The deranged lib left is soiling their underwear in excitement over politicizing Tropical Storm Harvey to use against @realDonaldTrump. MAGA

Even with the city still underwater, disaster-relief politics are underway. As Vox's David Roberts points out: "Recall that 20 members of the Texas congressional delegation, who are now desperately requesting help, voted against federal aid to New York City in the wake of Hurricane Sandy."

Unlike so many GOP leaders, many of the oil and gas firms operating in Houston at the very least publicly acknowledge the legitimacy of today's climate science.

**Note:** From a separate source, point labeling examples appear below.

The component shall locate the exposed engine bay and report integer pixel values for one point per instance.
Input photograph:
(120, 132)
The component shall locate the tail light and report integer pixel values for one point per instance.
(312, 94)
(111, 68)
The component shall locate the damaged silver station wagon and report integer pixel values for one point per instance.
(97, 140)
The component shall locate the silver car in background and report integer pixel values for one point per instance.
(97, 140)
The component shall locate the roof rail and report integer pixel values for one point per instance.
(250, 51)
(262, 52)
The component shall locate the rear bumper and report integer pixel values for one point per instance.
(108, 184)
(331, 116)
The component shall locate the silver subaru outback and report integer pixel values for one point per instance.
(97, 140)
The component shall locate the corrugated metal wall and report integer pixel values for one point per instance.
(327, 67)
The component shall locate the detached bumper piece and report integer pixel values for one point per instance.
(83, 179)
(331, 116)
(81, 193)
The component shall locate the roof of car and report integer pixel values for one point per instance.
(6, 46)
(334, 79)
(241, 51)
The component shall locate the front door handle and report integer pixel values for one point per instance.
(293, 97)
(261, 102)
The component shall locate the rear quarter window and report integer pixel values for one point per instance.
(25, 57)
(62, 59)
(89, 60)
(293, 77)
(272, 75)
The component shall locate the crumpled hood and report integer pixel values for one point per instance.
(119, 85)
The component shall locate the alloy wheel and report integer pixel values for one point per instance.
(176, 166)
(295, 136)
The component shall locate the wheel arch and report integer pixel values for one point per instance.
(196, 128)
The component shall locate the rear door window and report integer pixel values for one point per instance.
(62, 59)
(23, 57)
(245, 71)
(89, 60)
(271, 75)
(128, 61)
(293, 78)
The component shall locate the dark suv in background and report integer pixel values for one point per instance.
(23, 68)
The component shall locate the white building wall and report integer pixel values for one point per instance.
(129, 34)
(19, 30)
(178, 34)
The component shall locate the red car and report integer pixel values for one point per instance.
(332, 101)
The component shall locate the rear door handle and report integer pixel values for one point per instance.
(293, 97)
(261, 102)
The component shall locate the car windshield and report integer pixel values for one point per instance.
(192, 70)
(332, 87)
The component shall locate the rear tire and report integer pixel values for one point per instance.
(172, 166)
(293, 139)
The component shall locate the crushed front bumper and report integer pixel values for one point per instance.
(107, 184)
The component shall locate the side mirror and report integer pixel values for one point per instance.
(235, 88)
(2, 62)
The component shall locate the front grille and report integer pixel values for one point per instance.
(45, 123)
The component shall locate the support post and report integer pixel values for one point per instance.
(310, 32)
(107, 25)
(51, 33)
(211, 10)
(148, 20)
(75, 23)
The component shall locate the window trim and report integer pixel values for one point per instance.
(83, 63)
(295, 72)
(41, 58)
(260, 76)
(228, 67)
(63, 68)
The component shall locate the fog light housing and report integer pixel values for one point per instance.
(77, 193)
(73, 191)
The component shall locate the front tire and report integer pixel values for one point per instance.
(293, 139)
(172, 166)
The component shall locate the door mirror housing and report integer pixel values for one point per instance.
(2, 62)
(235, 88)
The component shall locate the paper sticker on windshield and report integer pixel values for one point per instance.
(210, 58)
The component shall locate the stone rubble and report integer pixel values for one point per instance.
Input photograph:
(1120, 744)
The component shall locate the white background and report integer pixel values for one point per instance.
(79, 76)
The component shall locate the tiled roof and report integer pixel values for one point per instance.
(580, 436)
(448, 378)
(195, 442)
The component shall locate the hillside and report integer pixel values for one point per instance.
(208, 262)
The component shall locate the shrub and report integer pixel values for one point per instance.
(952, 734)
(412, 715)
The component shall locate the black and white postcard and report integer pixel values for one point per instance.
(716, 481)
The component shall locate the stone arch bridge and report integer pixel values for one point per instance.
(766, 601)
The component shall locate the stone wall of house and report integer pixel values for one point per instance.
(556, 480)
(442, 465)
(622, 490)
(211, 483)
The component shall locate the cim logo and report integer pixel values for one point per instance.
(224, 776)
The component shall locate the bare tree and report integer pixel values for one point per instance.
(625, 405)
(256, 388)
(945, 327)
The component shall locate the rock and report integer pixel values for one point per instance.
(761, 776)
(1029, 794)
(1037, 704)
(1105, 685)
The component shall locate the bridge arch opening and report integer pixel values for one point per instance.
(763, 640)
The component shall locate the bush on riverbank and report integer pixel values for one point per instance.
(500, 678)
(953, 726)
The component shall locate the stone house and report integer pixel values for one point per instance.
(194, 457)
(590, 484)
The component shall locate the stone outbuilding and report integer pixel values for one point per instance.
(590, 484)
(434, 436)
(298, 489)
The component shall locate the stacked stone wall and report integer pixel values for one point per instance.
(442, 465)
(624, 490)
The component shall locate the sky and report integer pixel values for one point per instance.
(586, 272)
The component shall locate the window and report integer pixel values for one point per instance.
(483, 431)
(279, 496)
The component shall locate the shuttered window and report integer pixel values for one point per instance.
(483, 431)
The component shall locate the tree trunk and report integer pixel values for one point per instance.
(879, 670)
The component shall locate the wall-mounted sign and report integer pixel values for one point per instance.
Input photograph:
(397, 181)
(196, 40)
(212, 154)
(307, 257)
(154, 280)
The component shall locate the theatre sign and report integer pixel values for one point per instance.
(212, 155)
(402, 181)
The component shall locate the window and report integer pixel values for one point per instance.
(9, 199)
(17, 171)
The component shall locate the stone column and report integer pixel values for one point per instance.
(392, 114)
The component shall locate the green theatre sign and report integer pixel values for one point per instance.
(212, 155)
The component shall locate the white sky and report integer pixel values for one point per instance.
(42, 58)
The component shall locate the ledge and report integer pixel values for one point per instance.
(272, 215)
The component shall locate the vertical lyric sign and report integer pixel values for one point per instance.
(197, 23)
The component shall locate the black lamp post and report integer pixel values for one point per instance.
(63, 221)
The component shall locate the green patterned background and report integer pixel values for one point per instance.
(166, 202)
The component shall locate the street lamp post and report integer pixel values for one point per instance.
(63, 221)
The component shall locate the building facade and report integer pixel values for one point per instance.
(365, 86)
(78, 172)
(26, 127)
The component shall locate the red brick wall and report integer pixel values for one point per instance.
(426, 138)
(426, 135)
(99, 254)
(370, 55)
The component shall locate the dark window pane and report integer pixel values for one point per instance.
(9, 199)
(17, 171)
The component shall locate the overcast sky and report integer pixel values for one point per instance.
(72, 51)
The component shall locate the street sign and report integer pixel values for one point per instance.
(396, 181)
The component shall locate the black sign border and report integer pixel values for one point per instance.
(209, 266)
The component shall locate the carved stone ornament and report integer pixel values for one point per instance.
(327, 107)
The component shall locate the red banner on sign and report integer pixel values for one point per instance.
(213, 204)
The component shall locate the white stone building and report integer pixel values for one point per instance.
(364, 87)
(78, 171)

Republicans who, to various degrees, are not persuaded by the large body of evidence telling us the burning of fossil fuels — like those refined and transported in and around Houston — are warming the planet may have to answer some hard questions.

Both some Republicans and Democrats have a message to those GOPers who don't see the connection between events like Harvey and climate change:

From Bruce Bartlett, who served in the administrations of Ronald Reagan and George H.W. Bush:

Republicans may not believe in global warming, but surely they can see that higher temperatures will lead to more evaporation & more rain.

From Obama foreign policy adviser and speechwriter Ben Rhodes: 

How will GOP explain to our kids that it failed to combat climate change or prepare for its impacts because it denied basic facts?